As the air becomes crisper, the sun sets earlier, and we start finding used tissues in our jackets from last year, a song fills the air. Well, two songs. The first is the song where we talk about how much we love fall. The second is the one where people start to discuss how it is “soup season.”

Soup, its admirers sing. How good it makes you feel, how warm it makes your stomach, how actually it is so easy to make your own broth by boiling a chicken carcass in water for one million hours.

Like Odysseus, every year I am forced to stuff wax into my ears to mute this song. Because here is the truth: Soup is not good. I will not say that whatever soup makes you feel is invalid, but we must be honest with ourselves. As a food, soup is pathetic, and I cannot let another cold season pass by without taking the advice of Lisa Rinna and speaking my truth.

People who have heard this opinion always ask me the same questions.

  1. All soup?
  2. What about when you’re sick?
  3. Even ramen and pho?

The answers to these questions are: yes, not even then, and there are other dishes from both Japanese and Vietnamese cuisine that I would rather eat. Moving on.

The thing about soup is that broth never really makes something better. Look at the Old Faithful of soups, chicken noodle. Hiding in that steaming bowl is a beautiful pasta dish full of chicken and vegetables, and someone went and covered it in hot, salty water. I would argue that any chunky soup (Italian wedding, minestrone, beef and barley, etc) would all be better as standalone dishes that were served on a plate and eaten with a fork. In soup, the meat is never as tender as you want, the vegetables have the same mushy quality that they do in a public school cafeteria, and then — there is the texture.

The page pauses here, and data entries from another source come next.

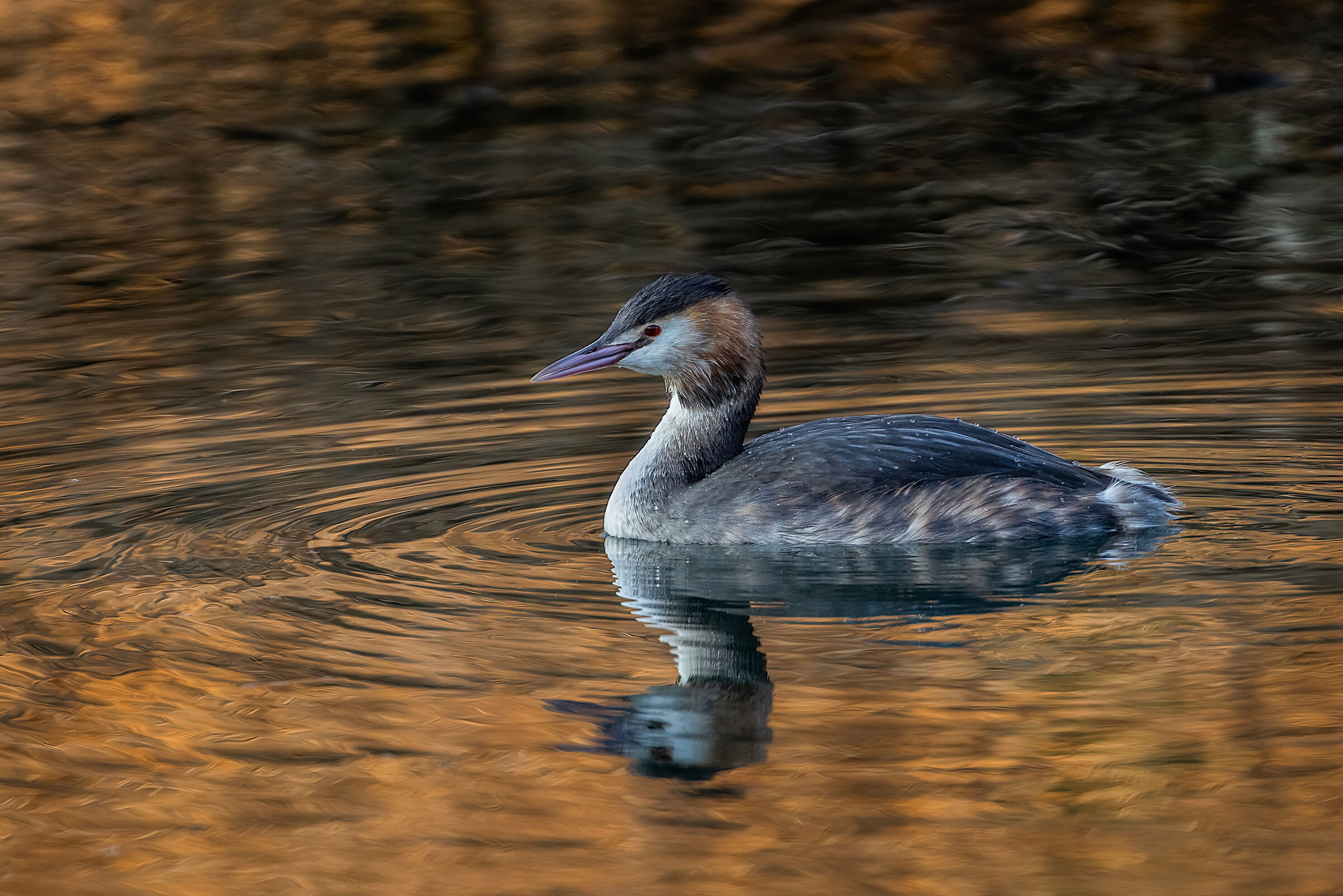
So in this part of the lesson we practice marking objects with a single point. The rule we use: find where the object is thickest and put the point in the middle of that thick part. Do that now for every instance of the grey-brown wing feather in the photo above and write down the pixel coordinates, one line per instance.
(863, 453)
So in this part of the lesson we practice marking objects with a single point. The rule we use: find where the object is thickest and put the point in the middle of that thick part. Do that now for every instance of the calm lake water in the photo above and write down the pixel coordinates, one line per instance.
(306, 589)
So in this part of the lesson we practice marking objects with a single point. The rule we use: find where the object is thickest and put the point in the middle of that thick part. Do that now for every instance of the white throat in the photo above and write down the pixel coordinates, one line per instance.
(638, 503)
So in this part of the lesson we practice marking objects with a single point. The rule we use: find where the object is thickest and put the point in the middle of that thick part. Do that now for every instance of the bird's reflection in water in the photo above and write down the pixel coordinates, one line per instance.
(716, 715)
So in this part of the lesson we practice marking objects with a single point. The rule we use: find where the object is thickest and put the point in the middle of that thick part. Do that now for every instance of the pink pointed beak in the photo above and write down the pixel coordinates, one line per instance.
(594, 358)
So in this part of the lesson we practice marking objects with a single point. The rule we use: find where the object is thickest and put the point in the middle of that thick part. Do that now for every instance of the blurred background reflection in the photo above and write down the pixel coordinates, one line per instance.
(304, 585)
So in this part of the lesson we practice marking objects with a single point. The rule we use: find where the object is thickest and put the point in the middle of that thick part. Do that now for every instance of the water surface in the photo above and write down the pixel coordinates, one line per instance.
(306, 585)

A chunky soup is, by definition, chunks of stuff floating in hot liquid. When faced with chunks of stuff floating in hot liquid, you are forced into the position of chewing said chunks while also holding the hot liquid in your mouth until it all mixes together into something that can be swallowed. All of that to have your stomach full of liquid. My own sensory issues aside, does that description sound appetizing?

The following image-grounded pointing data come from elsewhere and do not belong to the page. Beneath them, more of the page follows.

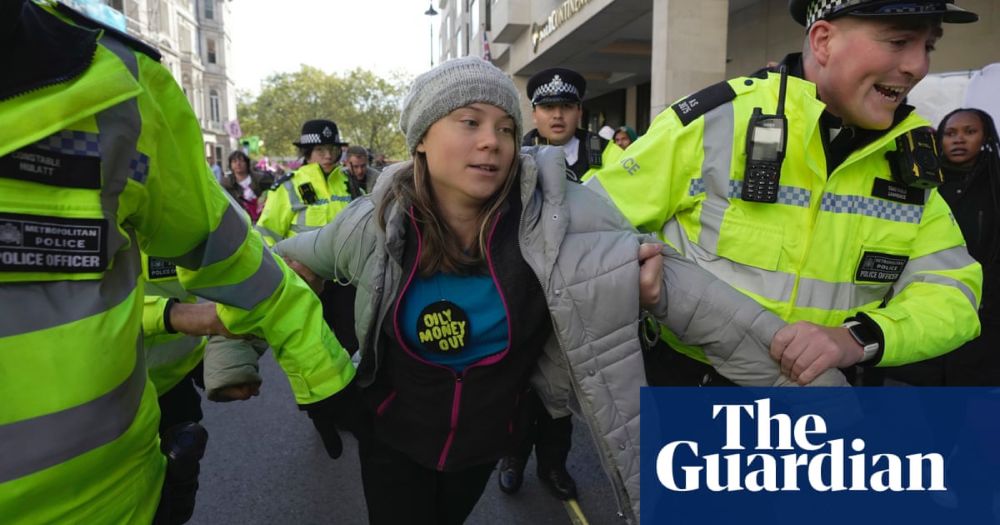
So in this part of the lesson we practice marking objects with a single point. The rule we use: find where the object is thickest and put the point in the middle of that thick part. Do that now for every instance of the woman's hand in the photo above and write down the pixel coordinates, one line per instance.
(650, 274)
(307, 275)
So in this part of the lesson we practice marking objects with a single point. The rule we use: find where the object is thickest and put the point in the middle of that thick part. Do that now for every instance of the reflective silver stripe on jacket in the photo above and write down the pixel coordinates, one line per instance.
(296, 204)
(717, 144)
(825, 295)
(45, 441)
(165, 354)
(251, 291)
(221, 243)
(950, 259)
(67, 301)
(118, 132)
(267, 232)
(302, 229)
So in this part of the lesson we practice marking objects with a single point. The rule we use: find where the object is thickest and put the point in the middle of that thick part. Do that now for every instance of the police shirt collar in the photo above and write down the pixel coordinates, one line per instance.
(59, 51)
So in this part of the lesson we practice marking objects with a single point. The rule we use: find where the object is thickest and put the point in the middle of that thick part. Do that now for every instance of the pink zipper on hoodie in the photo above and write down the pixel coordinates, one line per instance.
(459, 378)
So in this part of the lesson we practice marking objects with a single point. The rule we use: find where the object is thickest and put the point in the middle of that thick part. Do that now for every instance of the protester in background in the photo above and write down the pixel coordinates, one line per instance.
(216, 168)
(246, 186)
(971, 165)
(379, 163)
(360, 177)
(624, 136)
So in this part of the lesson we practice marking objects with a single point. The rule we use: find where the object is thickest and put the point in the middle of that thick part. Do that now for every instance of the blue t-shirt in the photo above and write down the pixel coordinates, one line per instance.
(453, 320)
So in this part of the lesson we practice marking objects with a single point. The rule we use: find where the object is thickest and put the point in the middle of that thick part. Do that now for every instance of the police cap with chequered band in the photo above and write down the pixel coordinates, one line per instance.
(316, 132)
(806, 12)
(556, 85)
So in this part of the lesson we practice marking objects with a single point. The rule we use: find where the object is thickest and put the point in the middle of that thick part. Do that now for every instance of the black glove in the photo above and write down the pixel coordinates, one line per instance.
(343, 410)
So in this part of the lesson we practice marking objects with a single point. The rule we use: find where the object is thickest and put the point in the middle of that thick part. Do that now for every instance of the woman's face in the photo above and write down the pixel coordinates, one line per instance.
(324, 156)
(469, 154)
(238, 165)
(621, 138)
(963, 138)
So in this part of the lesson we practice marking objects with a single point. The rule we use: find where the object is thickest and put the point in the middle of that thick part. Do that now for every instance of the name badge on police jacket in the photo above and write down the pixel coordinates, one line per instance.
(34, 243)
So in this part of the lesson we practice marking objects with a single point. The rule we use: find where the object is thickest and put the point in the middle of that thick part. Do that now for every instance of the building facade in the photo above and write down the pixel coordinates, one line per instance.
(191, 35)
(639, 56)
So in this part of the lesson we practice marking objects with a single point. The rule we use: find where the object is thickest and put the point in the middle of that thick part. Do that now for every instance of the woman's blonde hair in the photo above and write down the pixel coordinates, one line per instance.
(440, 251)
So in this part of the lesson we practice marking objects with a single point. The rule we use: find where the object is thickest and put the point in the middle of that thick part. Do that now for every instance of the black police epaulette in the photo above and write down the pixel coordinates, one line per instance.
(703, 101)
(129, 40)
(281, 180)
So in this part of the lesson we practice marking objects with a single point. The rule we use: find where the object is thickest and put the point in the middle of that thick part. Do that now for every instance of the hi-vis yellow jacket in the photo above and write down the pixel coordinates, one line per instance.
(101, 155)
(831, 247)
(288, 211)
(169, 357)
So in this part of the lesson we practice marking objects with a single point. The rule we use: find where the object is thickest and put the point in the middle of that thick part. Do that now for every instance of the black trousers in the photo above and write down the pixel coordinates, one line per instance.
(398, 490)
(667, 367)
(550, 437)
(181, 403)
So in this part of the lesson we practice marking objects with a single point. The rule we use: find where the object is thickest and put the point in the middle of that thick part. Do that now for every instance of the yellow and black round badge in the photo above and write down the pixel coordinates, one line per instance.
(443, 327)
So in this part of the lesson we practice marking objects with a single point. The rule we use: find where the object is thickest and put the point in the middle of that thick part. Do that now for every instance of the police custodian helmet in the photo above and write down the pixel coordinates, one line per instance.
(556, 85)
(806, 12)
(316, 132)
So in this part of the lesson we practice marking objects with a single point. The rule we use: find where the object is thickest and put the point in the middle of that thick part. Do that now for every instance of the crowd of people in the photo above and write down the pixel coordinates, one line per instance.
(454, 311)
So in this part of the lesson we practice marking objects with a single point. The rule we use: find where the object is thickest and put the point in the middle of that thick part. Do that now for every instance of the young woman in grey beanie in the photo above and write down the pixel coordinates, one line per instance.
(481, 273)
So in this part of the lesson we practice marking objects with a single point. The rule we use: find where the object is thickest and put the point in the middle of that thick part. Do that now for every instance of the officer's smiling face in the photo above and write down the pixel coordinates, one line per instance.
(869, 65)
(557, 122)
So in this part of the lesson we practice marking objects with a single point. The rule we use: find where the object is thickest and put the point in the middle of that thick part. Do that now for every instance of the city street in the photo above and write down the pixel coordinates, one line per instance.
(265, 464)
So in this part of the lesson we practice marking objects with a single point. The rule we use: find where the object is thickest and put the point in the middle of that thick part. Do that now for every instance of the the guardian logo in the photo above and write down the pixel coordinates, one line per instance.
(799, 456)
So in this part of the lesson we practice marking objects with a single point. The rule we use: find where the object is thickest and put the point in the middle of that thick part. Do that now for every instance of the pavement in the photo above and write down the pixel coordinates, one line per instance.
(265, 464)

Let’s move to the physical realities of eating soup. It is a balancing act that requires possessing the grace needed to move a spoonful of liquid into an open mouth. Most of us do not possess that grace. Instead, eating soup turns most people into gargoyles, hunched over a bowl spooning clam chowder into their mouth. The mouth has to stretch wider than it does with solid food, out of fear that the delicately balanced spoonful of hot salt water has a big enough hole to land in. If not the gaping maw approach, people often go for a slurp, which is one of God’s worst noises. It is ugly to eat soup and even worse to watch someone eat soup — the exception being old people, who eat everything as if it is soup.

You may have noticed that my main gripe is with “soup that has stuff in it.” Never fear, I also don’t enjoy smooth soup. Tomato soup, butternut squash, anything that requires an immersion blender, these don’t offend my sensibilities as much, but I can’t help but think that I would rather be eating a real tomato or squash dish. Tomato soup is great as a dip for grilled cheese, but you need less than a ramekin’s worth for that, and if a soup is used as a dip, is it soup? A whole bowl is too rich, too indulgent, too likely to drip onto the white shirt that you are definitely wearing.

I’m modest enough to know that I am not usually on the winning side of the soup v. solids argument. I know that almost no one reading this will agree with me, and that’s fine. My goal here is to speak to the dozens of people who feel the same way. Every year we suffer in near silence as coworkers suggest Hale & Hearty for lunch, as loved ones talk about the carcasses they are turning into broth, as we choose salad at Olive Garden even though it’s chilly outside. I stand with you all, and am here to tell you that you are not alone. I see you, I hear you, and I will be roasting several beautiful chickens in your honor this year.